Ja bis ich auf einmal Vogelgezwitscher hörte. Mitten auf dem Haff, bei Neumond und unter Maschine. Da konnte was nicht stimmen. Die Silhouetten der Vögel waren im faden Licht meiner 2-Farbenlaterne schemenhaft zu erkennen. Eigenartig war: Die Vögel saßen alle in ca. 1,5m Höhe über dem Wasser – Ein Stellnetz!

Also bin ich schnell ans Ruder und habe Selene um 180° herumgedreht, das war knapp. Nach einiger Zeit haben wir dann auch die (schwarzen) Begrenzungen des Netzes entdeckt und konnten das Teil umschiffen.

Dann ging es durch die Nacht Richtung Stralsund zur Rügendammbrücke (Ziegelgrabenbrücke). Am Wartedalben bei bestem Wetter haben wir dann erst mal gefrühstückt. Natürlich ging 20 Minuten vor Öffnung erst mal die Welt unter. Da der Wind auflandig stand und es zum Ufer hin schnell flach wird, kann man nur wenig Leine stecken. Also nichts wie weg dort, bevor die Klampe geflogen kommt.

Also sind wir schön vor der Brücke gedümpelt, bis mir auf einmal auffiel: Warum steht denn die Maschine bei 100°C? Das übliche Klopfen am Messgerät brachte keine Änderung. Also nachschauen. Als ich den Deckel vom Wärmetauscher geöffnet habe, war kein Wasser mehr zu sehen. Also habe ich schnell zum Teekessel gegriffen und vorsichtig Wasser nachgefüllt. Irgendwann kam von Claudi die Meldung

„Jetzt sinkt die Temperatur“.

Phuu .. gerade noch früh genug mitbekommen.
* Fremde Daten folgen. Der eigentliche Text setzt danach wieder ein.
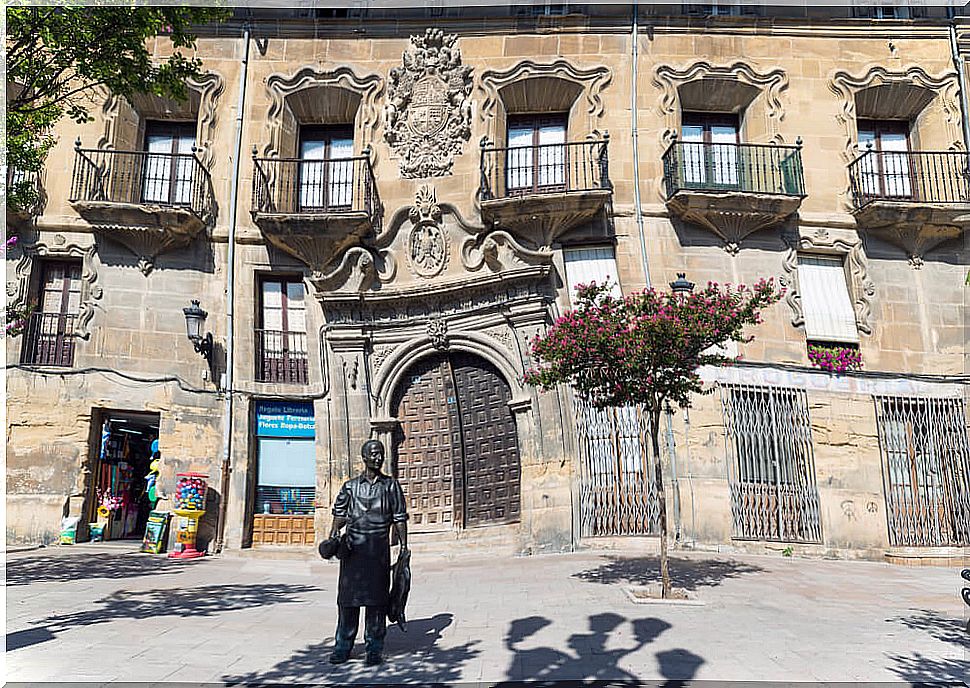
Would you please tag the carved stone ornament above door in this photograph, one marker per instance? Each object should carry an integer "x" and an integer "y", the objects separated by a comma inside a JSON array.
[
  {"x": 427, "y": 116},
  {"x": 427, "y": 247}
]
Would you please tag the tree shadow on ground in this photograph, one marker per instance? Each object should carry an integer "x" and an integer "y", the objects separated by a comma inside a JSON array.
[
  {"x": 412, "y": 657},
  {"x": 918, "y": 668},
  {"x": 589, "y": 657},
  {"x": 689, "y": 574},
  {"x": 206, "y": 600},
  {"x": 73, "y": 567}
]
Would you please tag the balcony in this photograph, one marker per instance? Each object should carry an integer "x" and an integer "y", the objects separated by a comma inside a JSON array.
[
  {"x": 149, "y": 202},
  {"x": 915, "y": 201},
  {"x": 49, "y": 339},
  {"x": 24, "y": 198},
  {"x": 281, "y": 357},
  {"x": 733, "y": 190},
  {"x": 314, "y": 209},
  {"x": 543, "y": 191}
]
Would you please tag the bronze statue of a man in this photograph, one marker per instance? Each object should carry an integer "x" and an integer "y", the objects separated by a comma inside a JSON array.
[{"x": 368, "y": 505}]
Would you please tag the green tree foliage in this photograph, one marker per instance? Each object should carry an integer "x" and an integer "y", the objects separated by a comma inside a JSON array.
[
  {"x": 646, "y": 349},
  {"x": 61, "y": 60}
]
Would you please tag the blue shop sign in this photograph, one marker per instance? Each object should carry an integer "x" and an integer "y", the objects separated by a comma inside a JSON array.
[{"x": 285, "y": 419}]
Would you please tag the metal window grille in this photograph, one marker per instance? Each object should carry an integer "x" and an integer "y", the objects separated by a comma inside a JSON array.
[
  {"x": 926, "y": 470},
  {"x": 618, "y": 492},
  {"x": 771, "y": 468}
]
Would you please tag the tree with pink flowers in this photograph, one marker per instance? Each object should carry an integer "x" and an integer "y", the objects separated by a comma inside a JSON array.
[{"x": 646, "y": 348}]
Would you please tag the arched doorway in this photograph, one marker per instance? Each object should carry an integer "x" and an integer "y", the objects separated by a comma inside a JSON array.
[{"x": 456, "y": 448}]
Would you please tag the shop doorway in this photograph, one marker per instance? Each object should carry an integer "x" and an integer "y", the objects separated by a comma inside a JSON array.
[
  {"x": 122, "y": 453},
  {"x": 456, "y": 449}
]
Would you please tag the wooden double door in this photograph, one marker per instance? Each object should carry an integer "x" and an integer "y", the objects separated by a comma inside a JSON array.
[{"x": 456, "y": 448}]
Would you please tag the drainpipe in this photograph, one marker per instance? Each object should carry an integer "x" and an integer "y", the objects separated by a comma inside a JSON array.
[
  {"x": 230, "y": 294},
  {"x": 634, "y": 39},
  {"x": 672, "y": 452},
  {"x": 962, "y": 82}
]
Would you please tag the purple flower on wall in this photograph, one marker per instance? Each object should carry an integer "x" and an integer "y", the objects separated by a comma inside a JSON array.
[{"x": 835, "y": 359}]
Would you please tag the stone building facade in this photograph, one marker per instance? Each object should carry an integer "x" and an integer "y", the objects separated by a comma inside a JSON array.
[{"x": 418, "y": 193}]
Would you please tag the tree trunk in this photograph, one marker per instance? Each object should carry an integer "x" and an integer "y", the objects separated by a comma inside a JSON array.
[{"x": 661, "y": 499}]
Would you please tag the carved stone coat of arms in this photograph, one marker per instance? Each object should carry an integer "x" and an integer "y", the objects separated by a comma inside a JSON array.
[{"x": 427, "y": 116}]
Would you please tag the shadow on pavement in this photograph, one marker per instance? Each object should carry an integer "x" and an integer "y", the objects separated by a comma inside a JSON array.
[
  {"x": 72, "y": 567},
  {"x": 411, "y": 657},
  {"x": 588, "y": 658},
  {"x": 205, "y": 600},
  {"x": 685, "y": 573},
  {"x": 918, "y": 668}
]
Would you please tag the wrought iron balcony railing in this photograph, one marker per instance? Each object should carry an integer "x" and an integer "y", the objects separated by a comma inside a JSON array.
[
  {"x": 925, "y": 177},
  {"x": 552, "y": 168},
  {"x": 281, "y": 357},
  {"x": 744, "y": 167},
  {"x": 49, "y": 339},
  {"x": 23, "y": 191},
  {"x": 142, "y": 178},
  {"x": 304, "y": 186}
]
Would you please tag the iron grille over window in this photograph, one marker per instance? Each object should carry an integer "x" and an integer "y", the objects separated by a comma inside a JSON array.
[
  {"x": 771, "y": 468},
  {"x": 926, "y": 470},
  {"x": 618, "y": 490},
  {"x": 281, "y": 350},
  {"x": 49, "y": 335}
]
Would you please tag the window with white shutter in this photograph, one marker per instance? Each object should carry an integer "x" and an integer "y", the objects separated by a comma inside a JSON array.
[
  {"x": 826, "y": 304},
  {"x": 591, "y": 264}
]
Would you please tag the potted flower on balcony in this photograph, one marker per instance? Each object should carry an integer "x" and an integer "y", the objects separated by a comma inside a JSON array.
[{"x": 835, "y": 358}]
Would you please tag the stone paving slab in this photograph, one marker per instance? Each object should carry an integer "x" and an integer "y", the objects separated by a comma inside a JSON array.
[{"x": 107, "y": 615}]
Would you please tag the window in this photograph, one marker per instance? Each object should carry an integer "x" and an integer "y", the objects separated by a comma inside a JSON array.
[
  {"x": 889, "y": 11},
  {"x": 926, "y": 470},
  {"x": 711, "y": 150},
  {"x": 542, "y": 9},
  {"x": 49, "y": 336},
  {"x": 771, "y": 470},
  {"x": 826, "y": 304},
  {"x": 591, "y": 264},
  {"x": 281, "y": 340},
  {"x": 168, "y": 166},
  {"x": 326, "y": 176},
  {"x": 886, "y": 171},
  {"x": 536, "y": 156}
]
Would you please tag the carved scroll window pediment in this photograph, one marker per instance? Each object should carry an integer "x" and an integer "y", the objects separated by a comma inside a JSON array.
[
  {"x": 728, "y": 88},
  {"x": 28, "y": 257},
  {"x": 930, "y": 102},
  {"x": 849, "y": 247},
  {"x": 312, "y": 95},
  {"x": 543, "y": 87},
  {"x": 123, "y": 120}
]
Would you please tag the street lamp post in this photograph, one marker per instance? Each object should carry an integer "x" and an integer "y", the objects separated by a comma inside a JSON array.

Da ist doch tatsächlich die Manschette gerissen, die Süß- und Seewasser trennt. Obwohl das Teil wie neu aussieht.

In Stahlsund habe ich dann mit einem Fahrradflicken die Manschette notdürftig repariert. Zudem habe ich mir Gedanken über den neuen Anker gemacht, der an Selene soll: Ein Rocna 20. Da ich das ausführlich im Video beschreibe, stelle ich das mal zurück.


Titelbild: Nicht wundern! Das ist nicht mein neues Kleid, sondern ein Treibanker. Wobei sich das Teil auch super als Regencape eignen würde…

Im nächsten Schlag ging es dann nach Dragoer. Eigentlich war Kopenhagen geplant, aber aufgrund der hohen Liegeplatzpreise haben wir dann doch davon abgesehen. Wie es der Zufall will gab es eine kleine Werft im Hafengelände.

Der Techniker dort: „Kein Problem, die Manschette bestelle ich -> Ist morgen 14 Uhr da!“. Ich war beeindruckt. Warum bin ich gleich nochmal 3h durch Stralsund gedackelt und habe gerade mal einen Fahrradflicken bekommen?

Ich weiß es auch nicht.

So blieb dann viel Zeit am Schiff noch etwas zu bauen (Stichwort: Achterkabine) und zu entspannen. Nach Göteborg wollten wir dann aber in einem Schlag fahren: Rund 135 Seemeilen.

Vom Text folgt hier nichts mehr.